Viel Spannung und eine gewaltige Portion Irrsinn

Interview mit einem Mörder - Bernhard Aichner

Interview mit einem Mörder
von Bernhard Aichner

Bewertet mit 4 Sternen

Das ohnehin nicht ganz so beschauliche Leben des Totengräbers Max Broll wird jäh vollends aus der Bahn geworfen, als sein bester Freund einem Attentat zum Opfer fällt. Er lebt, fällt aber ins Koma. Besserung ungewiss. Nur Max hat den Attentäter gesehen. Blöd nur, dass ihm so gar keiner glauben will. Also macht Max sich selbst auf die Jagd - und ein perfides Katz und Maus Spiel beginnt.

Wenn man einen Krimi von Aichner aufschlägt muss man vorher eigentlich gar nicht wissen, wer das Buch geschrieben hat. Der Autor hat einen ganz und gar unverkennbaren Stil - der Schreibstil ist unverkennbar (immer wieder kurz gewöhnungsbedürftig, aber wenn man drin ist absolut fantastisch) und dann ist da ja noch diese seltsame Affinität zu allem, was mit Beerdigungen zu tun hat.
Dieses mal ist unser Protagonist also ein Totengräber. Für mich war es der erste Roman rund um Max Broll, was aber kein Problem war. Man lebt sich schnell ein, Max macht es dem Leser aber auch irgendwie leicht. Er und sein Umfeld sind schon irgendwie ein sympathisch abstruser Haufen, Broll und sein bester Freund ein eingespieltes Team und der kiffende Pfarrer rundet die ganze Sache perfekt ab. 

Auch der Antagonist hat glatte hundert Punkte verdient. Komplett aus dem Schema "Mörder bringt immer wieder die eigene Mutter um, die damals als Kind nicht ganz so nett war" lässt er jegliches Motiv vermissen. Ein Psychopath wie er im Buche steht. Morden um des Mordens willen. Wer Erklärungen für sein Handeln sucht ist hier definitiv an der falschen Stelle - denn die kann er genau so wenig geben wie andere Menschen für etwas seltsame Hobbys. Spannung gibt es dafür umso mehr. Denn ob die ganze Sache gut ausgeht ist alles andere als unsicher. Und das bis ganz zum Schluss.

Mein einziges Manko war eine Liebesbeziehung zwischen Max und Anna.

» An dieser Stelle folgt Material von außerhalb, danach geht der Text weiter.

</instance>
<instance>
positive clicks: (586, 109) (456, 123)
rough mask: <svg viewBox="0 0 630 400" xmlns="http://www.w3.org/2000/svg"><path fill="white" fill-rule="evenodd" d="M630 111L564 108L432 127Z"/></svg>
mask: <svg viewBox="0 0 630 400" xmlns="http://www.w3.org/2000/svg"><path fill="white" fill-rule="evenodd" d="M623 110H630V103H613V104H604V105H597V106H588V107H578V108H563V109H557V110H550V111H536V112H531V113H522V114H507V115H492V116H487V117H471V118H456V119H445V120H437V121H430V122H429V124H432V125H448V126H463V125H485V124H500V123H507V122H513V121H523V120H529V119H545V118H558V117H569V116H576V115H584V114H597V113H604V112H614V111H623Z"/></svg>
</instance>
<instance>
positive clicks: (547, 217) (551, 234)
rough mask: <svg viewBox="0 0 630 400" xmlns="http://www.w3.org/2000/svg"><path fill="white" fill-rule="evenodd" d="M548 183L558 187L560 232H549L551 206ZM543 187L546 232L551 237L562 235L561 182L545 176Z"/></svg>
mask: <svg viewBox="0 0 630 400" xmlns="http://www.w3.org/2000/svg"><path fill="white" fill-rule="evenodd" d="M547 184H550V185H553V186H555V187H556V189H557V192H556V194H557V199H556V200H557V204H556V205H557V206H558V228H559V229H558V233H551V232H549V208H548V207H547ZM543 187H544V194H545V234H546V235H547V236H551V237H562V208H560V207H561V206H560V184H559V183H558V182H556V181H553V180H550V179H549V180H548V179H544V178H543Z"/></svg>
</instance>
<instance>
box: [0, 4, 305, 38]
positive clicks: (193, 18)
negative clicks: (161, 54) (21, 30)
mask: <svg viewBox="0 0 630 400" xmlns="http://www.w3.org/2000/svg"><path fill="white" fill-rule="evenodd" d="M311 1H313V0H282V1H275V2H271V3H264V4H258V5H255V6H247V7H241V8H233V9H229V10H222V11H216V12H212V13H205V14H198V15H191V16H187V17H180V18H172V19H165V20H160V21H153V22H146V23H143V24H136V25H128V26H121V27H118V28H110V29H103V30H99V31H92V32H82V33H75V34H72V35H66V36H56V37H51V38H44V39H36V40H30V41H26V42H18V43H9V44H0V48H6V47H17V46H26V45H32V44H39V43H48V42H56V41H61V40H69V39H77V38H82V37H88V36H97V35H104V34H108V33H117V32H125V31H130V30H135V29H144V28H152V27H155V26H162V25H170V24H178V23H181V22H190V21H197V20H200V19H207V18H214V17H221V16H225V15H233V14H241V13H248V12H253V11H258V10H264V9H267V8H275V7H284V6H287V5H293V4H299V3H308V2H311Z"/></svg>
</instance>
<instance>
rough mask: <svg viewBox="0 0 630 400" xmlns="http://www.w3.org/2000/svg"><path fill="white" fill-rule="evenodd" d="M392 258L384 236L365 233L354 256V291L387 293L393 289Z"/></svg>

Die hat er auf seiner Jagd irgendwann zufällig kennen gelernt. Anfangs will die zwar so gar nichts von ihm wissen, nachdem Max aber bereits nach gefühlten 7 Sekunden sicher ist, dass er sein Leben mit ihr verbringen möchte, kann die natürlich auch nicht lange nein sagen. Mir ging das ganze einfach zu schnell. Kein geistig gesunder Mensch verliebt sich innerhalb eines Blickes und ist dann der festen Überzeugung, dass man mit der betreffenden Person alt werden könnte. Aber andererseits zweifelt man an Max' psychischer Stabilität sowieso an der einen oder anderen Stelle. Die Gespräche, die er (natürlich nur in seinem Kopf) mit seinem Koma - Kumpel führt sind wohl auch nicht ganz normal..

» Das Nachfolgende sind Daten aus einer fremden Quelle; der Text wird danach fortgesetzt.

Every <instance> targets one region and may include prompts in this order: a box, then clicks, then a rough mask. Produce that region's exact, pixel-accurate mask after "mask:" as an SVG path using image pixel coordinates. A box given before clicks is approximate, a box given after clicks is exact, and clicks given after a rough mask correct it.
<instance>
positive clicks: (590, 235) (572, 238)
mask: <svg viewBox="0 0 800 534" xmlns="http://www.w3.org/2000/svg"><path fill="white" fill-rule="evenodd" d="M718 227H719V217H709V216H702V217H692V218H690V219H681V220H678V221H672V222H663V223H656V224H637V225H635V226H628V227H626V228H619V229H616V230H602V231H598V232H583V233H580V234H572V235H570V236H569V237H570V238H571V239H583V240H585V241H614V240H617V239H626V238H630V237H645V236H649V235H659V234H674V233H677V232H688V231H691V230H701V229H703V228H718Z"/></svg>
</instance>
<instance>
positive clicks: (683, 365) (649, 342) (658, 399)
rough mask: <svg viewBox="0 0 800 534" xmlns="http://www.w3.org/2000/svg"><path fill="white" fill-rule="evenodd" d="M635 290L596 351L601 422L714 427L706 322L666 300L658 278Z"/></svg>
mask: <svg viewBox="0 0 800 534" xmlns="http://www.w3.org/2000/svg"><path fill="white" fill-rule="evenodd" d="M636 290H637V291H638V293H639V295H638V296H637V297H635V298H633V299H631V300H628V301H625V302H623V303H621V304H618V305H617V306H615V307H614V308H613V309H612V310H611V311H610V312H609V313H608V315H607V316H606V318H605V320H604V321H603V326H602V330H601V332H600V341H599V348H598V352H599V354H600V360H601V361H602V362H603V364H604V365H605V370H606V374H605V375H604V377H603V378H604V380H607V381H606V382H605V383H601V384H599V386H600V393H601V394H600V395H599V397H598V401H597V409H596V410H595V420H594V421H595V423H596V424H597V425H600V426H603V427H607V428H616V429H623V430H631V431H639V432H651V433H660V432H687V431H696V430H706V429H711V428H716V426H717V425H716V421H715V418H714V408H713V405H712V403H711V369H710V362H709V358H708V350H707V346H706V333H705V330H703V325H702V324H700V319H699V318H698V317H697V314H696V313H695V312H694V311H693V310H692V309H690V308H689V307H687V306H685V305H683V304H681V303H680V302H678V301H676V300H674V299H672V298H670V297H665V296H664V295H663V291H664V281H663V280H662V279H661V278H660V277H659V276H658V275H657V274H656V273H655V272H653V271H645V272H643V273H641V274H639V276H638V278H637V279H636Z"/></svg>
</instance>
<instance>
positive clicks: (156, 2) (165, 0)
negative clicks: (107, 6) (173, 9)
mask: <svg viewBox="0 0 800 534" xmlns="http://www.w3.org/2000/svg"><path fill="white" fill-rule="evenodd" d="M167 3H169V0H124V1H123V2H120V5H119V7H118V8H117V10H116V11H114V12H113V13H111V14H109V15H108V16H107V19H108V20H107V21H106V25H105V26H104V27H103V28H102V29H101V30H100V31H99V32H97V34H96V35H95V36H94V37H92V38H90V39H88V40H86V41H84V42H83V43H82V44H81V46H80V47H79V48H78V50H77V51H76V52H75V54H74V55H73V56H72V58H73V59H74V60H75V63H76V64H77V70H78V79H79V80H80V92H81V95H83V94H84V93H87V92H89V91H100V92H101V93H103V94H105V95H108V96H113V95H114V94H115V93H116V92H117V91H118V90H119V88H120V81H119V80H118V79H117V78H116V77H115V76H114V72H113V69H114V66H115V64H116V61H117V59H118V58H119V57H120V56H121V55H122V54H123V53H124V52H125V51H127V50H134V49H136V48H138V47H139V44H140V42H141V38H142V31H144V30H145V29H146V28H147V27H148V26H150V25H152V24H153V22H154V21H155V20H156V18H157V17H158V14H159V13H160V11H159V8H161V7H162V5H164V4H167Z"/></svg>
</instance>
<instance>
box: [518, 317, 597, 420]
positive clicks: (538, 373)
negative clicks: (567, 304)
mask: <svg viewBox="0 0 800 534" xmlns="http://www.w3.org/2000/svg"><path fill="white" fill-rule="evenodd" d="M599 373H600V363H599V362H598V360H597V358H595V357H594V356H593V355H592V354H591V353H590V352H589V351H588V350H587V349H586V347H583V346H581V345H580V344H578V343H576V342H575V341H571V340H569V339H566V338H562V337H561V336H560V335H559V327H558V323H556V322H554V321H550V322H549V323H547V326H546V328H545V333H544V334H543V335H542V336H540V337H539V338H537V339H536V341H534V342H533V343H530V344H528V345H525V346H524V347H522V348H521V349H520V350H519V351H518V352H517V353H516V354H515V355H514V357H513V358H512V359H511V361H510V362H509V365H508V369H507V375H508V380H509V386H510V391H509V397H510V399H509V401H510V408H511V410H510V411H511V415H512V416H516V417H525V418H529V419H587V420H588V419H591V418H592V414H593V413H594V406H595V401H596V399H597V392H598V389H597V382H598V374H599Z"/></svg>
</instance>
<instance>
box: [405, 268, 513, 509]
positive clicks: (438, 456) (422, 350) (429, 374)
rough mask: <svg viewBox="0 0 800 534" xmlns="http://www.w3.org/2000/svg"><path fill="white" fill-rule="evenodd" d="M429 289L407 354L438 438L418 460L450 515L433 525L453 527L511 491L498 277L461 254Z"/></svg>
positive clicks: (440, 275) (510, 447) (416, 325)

Ich jammere mit meinen vier Sternen auf wirklich hohem Niveau, das sei hier zum Schluss noch erwähnt. Der Krimi ist toll, er ist anders, er ist logisch, bis zum Ende durchkonstruiert und psychologisch dicht. Das Lesen macht Spaß und eigentlich hat Aichner (mal wieder) fast alles richtig gemacht.